L’Analyse d’Edith Ochs. Sarah Halimi : La Cassation, un baroud d’honneur ?

Une Commission d’Enquête parlementaire, présidée par Meyer Habib, a été chargée de rechercher d’éventuels dysfonctionnements de la justice et de la police dans l’affaire Sarah Halimi. Le député des Français de l’étranger ne cache pas le dégoût et la frustration endurés durant ces 5 mois, les trous de mémoire des témoins qui n’avaient jamais été interrogés, une reconstitution qui n’avait jamais eu lieu, les mensonges, la solitude, le silence des médias…

Dans les premiers jours de 2022, il a fait part de ses doutes sur i24 : « J’attends le rapport de la commission, mais je ne suis pas sûr de le signer, » a-t-il précisé.

Un ouvrage collectif intitulé L’Affaire Sarah Halimi, ou l’éradication du sujet, sous la direction de Michel Gad Wolkowicz, sort en janvier chez David Reinharc Éditions. Il rassemble une dizaine d’auteurs, psychanalystes, journalistes, historiens, avocats, qui conduisent à une autre lecture du sujet [1].
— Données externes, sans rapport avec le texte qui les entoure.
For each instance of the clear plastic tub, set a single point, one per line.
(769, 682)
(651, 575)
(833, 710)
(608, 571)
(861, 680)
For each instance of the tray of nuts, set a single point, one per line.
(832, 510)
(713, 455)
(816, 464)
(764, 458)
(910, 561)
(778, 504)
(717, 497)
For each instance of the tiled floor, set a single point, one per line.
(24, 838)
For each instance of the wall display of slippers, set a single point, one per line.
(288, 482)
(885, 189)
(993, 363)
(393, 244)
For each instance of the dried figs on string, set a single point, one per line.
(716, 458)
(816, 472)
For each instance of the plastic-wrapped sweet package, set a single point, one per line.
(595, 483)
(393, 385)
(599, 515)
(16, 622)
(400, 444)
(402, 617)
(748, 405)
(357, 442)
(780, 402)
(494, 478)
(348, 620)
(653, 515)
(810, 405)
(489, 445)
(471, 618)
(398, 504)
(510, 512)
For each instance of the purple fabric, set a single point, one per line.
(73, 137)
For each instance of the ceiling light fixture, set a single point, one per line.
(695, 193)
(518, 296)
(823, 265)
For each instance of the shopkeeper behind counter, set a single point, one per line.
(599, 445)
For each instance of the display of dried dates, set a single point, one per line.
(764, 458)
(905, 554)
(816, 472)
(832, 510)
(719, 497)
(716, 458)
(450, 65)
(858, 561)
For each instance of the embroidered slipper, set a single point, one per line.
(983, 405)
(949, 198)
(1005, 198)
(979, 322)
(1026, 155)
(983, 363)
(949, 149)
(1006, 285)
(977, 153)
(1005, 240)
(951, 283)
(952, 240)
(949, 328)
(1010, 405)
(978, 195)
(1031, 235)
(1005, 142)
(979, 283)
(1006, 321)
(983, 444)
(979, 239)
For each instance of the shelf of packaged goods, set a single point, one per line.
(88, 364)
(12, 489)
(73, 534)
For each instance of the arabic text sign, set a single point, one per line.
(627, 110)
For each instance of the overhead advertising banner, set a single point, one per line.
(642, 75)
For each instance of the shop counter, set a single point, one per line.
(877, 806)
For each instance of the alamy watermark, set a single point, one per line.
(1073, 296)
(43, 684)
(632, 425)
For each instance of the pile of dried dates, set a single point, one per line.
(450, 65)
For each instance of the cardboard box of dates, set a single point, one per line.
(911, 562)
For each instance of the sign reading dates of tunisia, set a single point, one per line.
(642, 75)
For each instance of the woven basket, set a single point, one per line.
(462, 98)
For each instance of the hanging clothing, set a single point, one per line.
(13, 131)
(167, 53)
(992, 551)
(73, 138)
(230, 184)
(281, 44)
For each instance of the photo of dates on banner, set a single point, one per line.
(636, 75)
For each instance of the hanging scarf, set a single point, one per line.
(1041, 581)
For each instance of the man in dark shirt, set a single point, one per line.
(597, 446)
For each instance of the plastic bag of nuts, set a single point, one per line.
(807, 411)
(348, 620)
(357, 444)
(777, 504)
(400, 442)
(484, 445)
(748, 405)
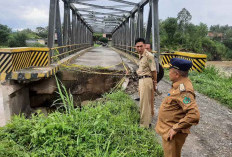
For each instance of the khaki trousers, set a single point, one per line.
(173, 148)
(146, 94)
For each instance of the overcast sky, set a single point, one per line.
(21, 14)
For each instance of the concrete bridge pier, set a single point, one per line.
(14, 99)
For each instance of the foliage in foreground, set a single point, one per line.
(213, 84)
(104, 128)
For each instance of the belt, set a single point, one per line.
(144, 76)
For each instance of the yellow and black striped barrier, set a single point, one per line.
(198, 60)
(32, 63)
(13, 59)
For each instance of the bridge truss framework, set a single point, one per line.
(124, 21)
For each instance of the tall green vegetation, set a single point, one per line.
(180, 34)
(18, 39)
(105, 128)
(213, 84)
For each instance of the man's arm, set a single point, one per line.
(154, 79)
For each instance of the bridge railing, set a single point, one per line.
(198, 60)
(16, 59)
(130, 49)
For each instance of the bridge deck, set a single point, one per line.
(103, 57)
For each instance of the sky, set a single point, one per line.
(22, 14)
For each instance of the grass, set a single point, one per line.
(97, 45)
(106, 128)
(212, 84)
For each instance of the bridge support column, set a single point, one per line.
(14, 99)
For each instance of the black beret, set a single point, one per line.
(180, 64)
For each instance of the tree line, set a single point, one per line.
(176, 34)
(179, 34)
(8, 38)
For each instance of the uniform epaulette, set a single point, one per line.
(182, 87)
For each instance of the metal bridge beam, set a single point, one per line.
(52, 18)
(155, 27)
(101, 7)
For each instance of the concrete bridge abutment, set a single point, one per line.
(14, 100)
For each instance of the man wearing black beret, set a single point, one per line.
(178, 111)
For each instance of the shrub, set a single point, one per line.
(104, 128)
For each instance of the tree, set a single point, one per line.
(18, 39)
(42, 32)
(4, 34)
(170, 26)
(184, 17)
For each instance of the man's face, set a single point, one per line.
(148, 47)
(140, 47)
(173, 75)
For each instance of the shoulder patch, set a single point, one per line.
(186, 100)
(182, 87)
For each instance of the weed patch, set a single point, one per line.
(104, 128)
(213, 84)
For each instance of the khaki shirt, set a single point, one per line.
(146, 64)
(178, 110)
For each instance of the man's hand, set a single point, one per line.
(154, 85)
(152, 112)
(171, 134)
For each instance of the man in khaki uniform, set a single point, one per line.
(147, 83)
(178, 111)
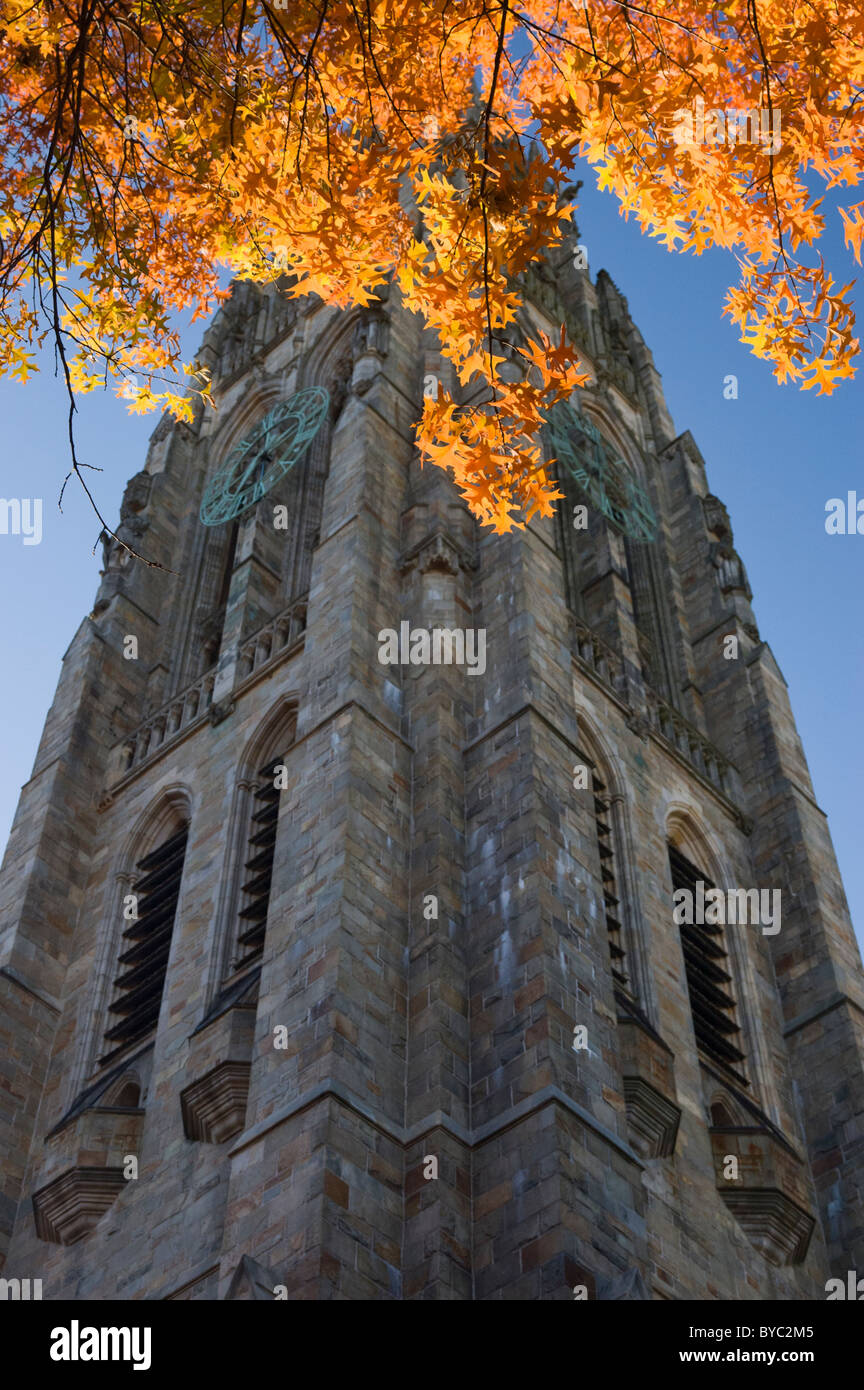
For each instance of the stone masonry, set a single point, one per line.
(391, 1104)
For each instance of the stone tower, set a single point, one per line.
(361, 979)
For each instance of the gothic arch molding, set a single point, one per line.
(685, 830)
(167, 811)
(634, 923)
(277, 727)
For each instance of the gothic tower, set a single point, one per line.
(367, 979)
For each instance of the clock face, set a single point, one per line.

Sarah Halimi est morte défenestrée le 4 avril 2017 à 4h50 du matin à Belleville. Pendant 40 minutes, le quartier a été tenu en éveil par ses hurlements mêlés aux imprécations de son tortionnaire. Les voisins ont alerté la police. Que pouvaient-ils faire de plus ?

La police, présente en nombre, a protégé les lieux. Elle n’est pas intervenue. Les sapeurs-pompiers n’ont pu que constater le décès.

« La Cour de Cassation a respecté le droit, » a martelé le Garde des Sceaux en avril 2021, quand l’institution judiciaire a rendu un ultime avis sur l’assassinat.

Alors que le public qui suivait l’affaire attendait avec anxiété la décision de justice, le ministre confirmait ainsi qu’aucun autre avis n’aurait pu être rendu : la vérité était dite par sa bouche, l’espoir avait été illusoire.

Autrement dit, avant même que cette décision ne soit officielle, les avocats, les familles, le public et toutes les autorités bien informées savaient qu’il n’y aurait pas de révision du procès, ils le savaient probablement depuis des semaines, voire des mois. Sans doute depuis l’avis rendu en appel en décembre 2019.

C’était donc un baroud d’honneur

C’était donc un baroud d’honneur.

Il ne restait plus qu’à se livrer au rite de notre époque, rassemblement ou manifestation silencieuse. On laissa la foule s’amasser au Trocadéro dans les jours qui suivirent, avec distribution de tracts et de masques de couleur pourpre, réclamait « Justice pour Sarah ». On lui promit une future loi Sarah Halimi destinée à « combler un vide juridique sur l’irresponsabilité pénale » et la maire de Paris annonça qu’il y aurait une place à sa mémoire.

En prétendant que le peuple, le bon peuple devait se satisfaire de ces promesses, on ajoutait l’injure à l’injustice.

Le cannabis rend-il fou ?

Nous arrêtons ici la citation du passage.